The path of the wall in Budrus by Jillian
The Israeli-Palestinian conflict is often regarded with
great pessimism. The thought that Israelis will stop building in Palestinian
lands and respect the borders agreed upon in a 1967 agreement is unbelievable. The
notion that Palestinians might renounce all violent resistance, which the
Israelis use to stymie efforts at peace, is far-fetched.
There will most likely be no peace unless the people who are working in cooperation on films or art projects like Budrus are able to increase their impact on the world. This documentary is a success story that shows how peace can be forged through nonviolent acts of struggle.
Produced by Just Vision, the film tells the story of the village of Budrus in Palestine, where Israel is trying to confiscate three hundred acres of village land so they can build a wall. The community pleads with the soldiers to stop the construction so their community's olive trees and land can be saved. The pleas go unanswered and the Caterpillar bulldozers continue to destroy the land in preparation for the wall.
Community organizer Ayed Morrar decides to respond and lead a resistance movement against the construction in Budrus, but, first, tactics must be considered. Morrar understands what violence could mean for the community. He believes the community must not use violence and convinces the community to abandon traditional thinking, think strategically, and support a nonviolent resistance campaign.
The protest and resistance unfolds like any other oft-futile campaign by Palestinians until the community begins to cross boundaries.
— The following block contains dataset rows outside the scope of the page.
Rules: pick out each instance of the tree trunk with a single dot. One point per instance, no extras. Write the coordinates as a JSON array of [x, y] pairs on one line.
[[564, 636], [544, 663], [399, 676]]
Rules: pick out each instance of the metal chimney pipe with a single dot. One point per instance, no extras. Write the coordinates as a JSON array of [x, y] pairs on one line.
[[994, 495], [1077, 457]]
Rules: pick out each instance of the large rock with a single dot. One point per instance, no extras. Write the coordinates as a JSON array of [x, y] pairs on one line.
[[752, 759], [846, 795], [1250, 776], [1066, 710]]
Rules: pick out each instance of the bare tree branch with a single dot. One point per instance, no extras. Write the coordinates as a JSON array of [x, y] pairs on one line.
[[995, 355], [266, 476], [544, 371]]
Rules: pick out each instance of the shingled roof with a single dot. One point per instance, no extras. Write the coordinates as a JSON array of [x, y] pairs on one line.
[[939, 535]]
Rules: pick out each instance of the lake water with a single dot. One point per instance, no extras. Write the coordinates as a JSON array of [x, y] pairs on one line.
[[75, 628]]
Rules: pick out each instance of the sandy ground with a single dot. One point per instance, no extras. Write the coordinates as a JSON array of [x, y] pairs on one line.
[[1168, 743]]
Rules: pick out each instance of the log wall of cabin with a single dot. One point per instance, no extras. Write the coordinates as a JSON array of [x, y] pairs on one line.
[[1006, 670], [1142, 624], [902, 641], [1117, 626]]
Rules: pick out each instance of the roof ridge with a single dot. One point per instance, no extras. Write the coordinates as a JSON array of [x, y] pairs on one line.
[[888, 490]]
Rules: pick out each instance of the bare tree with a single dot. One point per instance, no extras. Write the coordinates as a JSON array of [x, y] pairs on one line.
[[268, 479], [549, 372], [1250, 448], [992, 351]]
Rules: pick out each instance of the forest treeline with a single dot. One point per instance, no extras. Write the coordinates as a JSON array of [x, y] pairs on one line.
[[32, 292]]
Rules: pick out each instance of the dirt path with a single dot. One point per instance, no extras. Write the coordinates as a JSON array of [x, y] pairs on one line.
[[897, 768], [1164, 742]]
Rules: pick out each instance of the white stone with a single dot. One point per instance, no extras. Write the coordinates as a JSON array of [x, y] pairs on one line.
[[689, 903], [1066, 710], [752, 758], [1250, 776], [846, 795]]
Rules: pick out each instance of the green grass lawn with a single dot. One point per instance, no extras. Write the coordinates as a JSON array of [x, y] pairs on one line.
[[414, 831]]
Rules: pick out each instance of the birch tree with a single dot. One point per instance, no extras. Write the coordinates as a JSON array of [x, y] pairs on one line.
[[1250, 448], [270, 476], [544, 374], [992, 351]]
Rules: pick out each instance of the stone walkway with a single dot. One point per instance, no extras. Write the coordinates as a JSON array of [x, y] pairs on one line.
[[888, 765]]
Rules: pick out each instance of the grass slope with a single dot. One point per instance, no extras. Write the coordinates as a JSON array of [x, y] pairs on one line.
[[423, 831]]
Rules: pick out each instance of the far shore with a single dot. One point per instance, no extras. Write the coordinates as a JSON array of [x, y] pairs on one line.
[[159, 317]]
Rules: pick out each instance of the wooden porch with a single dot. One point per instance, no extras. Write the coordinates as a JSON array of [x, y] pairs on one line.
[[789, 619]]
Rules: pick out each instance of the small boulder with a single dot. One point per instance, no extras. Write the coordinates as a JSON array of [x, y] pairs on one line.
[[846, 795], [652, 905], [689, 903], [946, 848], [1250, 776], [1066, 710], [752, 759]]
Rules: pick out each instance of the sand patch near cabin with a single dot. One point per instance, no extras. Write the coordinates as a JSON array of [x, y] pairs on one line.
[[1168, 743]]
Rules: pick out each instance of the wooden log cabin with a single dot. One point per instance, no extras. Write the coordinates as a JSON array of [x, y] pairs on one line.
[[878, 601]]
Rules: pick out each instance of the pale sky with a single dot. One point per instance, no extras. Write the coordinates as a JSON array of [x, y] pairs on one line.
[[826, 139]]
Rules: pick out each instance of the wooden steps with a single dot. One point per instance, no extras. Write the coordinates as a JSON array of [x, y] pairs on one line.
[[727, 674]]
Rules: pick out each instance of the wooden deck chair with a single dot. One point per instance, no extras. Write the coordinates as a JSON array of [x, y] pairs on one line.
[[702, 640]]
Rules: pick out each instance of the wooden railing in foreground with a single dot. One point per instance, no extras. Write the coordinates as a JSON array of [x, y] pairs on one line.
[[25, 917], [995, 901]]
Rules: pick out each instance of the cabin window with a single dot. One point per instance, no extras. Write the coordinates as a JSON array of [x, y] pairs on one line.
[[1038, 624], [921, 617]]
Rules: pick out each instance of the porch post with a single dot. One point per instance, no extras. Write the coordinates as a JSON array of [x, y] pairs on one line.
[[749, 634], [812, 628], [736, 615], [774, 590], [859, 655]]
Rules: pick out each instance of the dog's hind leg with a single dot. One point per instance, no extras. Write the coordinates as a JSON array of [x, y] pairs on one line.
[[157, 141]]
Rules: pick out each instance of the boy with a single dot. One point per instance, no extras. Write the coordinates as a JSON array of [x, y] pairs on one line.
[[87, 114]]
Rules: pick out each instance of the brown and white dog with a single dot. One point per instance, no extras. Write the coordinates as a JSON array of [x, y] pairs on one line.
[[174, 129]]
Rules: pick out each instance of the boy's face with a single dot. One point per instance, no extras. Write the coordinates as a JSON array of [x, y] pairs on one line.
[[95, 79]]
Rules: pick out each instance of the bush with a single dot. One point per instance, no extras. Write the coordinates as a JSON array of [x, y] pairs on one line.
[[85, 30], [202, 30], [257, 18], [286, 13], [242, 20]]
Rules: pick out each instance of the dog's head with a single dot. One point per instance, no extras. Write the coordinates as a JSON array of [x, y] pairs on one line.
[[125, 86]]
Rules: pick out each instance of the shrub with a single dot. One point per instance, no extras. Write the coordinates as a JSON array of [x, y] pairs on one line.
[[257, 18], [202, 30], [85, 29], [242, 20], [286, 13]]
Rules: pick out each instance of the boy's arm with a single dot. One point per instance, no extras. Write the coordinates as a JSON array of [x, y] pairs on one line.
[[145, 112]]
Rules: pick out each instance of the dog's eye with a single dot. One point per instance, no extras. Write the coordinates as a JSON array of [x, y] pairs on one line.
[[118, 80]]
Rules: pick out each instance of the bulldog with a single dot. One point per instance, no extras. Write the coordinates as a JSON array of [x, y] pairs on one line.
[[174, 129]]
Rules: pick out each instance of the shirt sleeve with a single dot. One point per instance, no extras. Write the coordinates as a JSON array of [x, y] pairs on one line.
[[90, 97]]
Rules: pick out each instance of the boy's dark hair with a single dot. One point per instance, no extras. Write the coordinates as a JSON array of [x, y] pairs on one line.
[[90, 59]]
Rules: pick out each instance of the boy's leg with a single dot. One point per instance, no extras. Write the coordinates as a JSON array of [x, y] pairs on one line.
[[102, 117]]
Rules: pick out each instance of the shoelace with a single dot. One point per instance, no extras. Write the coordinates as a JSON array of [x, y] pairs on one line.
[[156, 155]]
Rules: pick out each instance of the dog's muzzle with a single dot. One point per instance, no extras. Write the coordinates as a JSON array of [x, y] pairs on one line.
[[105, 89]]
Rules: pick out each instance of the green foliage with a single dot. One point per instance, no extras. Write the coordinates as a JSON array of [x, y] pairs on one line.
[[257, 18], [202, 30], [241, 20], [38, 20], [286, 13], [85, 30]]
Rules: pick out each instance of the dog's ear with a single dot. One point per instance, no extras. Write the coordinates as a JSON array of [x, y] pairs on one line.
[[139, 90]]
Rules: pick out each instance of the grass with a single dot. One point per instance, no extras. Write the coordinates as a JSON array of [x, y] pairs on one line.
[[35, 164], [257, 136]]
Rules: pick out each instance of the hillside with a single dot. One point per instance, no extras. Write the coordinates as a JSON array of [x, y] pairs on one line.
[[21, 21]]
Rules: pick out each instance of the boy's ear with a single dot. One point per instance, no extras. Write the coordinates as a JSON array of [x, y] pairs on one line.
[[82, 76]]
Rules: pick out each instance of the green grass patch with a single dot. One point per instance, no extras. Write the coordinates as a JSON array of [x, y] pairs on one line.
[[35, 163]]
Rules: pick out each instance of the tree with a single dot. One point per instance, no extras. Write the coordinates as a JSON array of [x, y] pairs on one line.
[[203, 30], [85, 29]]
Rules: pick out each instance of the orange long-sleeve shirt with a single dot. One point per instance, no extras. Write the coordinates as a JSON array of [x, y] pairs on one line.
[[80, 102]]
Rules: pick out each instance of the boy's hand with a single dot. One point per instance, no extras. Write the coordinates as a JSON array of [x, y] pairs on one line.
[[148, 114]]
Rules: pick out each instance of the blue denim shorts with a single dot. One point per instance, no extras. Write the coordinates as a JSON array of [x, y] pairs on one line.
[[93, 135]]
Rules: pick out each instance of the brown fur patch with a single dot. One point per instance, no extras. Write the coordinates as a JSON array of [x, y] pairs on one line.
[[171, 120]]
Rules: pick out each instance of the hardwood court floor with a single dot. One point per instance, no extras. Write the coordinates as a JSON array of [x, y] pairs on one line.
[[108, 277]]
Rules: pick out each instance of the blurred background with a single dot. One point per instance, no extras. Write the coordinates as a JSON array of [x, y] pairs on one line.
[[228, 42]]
Women want to know why there are only men in the marches. The idea of women participating is pushed by Morrar's daughter to involve the women. The men let them join the march and place the women at the front of the march to deter Israeli military forces from using violence against them.
As Israeli soldiers tighten their security around the construction and become less tolerant of resistance, the village advances its strategy against the wall. The community crosses political boundaries and gets Hamas to work with Fatah. And, the community also allows Israeli activists to enter Budrus and engage in resistance against the construction
Media propaganda and Israeli forces, as shown in the movie,
are no match for the Palestinians, who are willing to put their bodies on the
line and get hurt so that they can keep their land. The women inspire with their
courage as they taunt soldiers defending the construction and throw themselves
in front of bulldozers effectively stalling the demolition. Children
participate. The Israeli activists break stereotypes the
community has as they had never though an Israeli would care about Palestinian
suffering. A public relations nightmare is created, which leads Israel to back off and change where they build the wall so Budrus villagers no longer challenge Israel.